In Christie’s ‘The Exceptional Sale’ this afternoon (8th July), a small drawing of a bear’s head by Leonardo da Vinci goes under the hammer. The estimate puts the lot at between £8million and £12million (€14million).
A small drawing of a bear’s head by Leonardo da Vinci goes under the hammer at Christie’s in London today. It could make up to £12million (€14million).
Entitled ‘Head of a Bear’, the small work only measures seven by seven centimetres. However, estimates expect it to beat the current record for a da Vinci drawing set in 2001. That was £8.1million for the ‘Horse and Rider’.
Bear’s head drawing’s provenance
The drawing belonged to the painter and collector Sir Thomas Lawrence, who sold it via Christie’s in 1860 for £2.50.
Christie’s describe the drawing as follows.

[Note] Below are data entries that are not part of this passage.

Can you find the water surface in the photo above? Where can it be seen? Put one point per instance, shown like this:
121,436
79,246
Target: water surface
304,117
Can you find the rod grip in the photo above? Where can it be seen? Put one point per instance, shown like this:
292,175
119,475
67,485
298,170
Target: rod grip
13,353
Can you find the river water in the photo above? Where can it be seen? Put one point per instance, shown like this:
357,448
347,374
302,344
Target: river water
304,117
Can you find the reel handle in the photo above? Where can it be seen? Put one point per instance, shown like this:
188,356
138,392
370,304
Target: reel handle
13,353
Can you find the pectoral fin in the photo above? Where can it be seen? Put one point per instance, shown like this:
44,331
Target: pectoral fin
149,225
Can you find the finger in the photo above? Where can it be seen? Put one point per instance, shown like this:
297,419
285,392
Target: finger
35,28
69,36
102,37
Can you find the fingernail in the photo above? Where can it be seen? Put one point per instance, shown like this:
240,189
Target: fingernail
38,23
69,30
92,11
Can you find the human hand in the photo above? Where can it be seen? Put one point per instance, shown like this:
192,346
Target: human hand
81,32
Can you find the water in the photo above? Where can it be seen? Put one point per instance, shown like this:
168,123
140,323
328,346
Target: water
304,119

“An exquisite demonstration of Leonardo da Vinci’s unsurpassed mastery as a draughtsman and of his ground-breaking attitude towards the study of nature, this penetrating study of a bear’s head is one of a very small number of drawings by him still in private hands. The drawing was executed in silverpoint on a pale prepared paper, an incisive and demanding technique which Leonardo was taught in his youth by his master Andrea del Verrocchio, the leading artist in Florence at the time.”
In 2017 Leonardo’s attributed ‘Salvator Mundi’ painting sold in New York for a record $450 million (€381 million). That remains the highest price ever paid at auction for a work of art.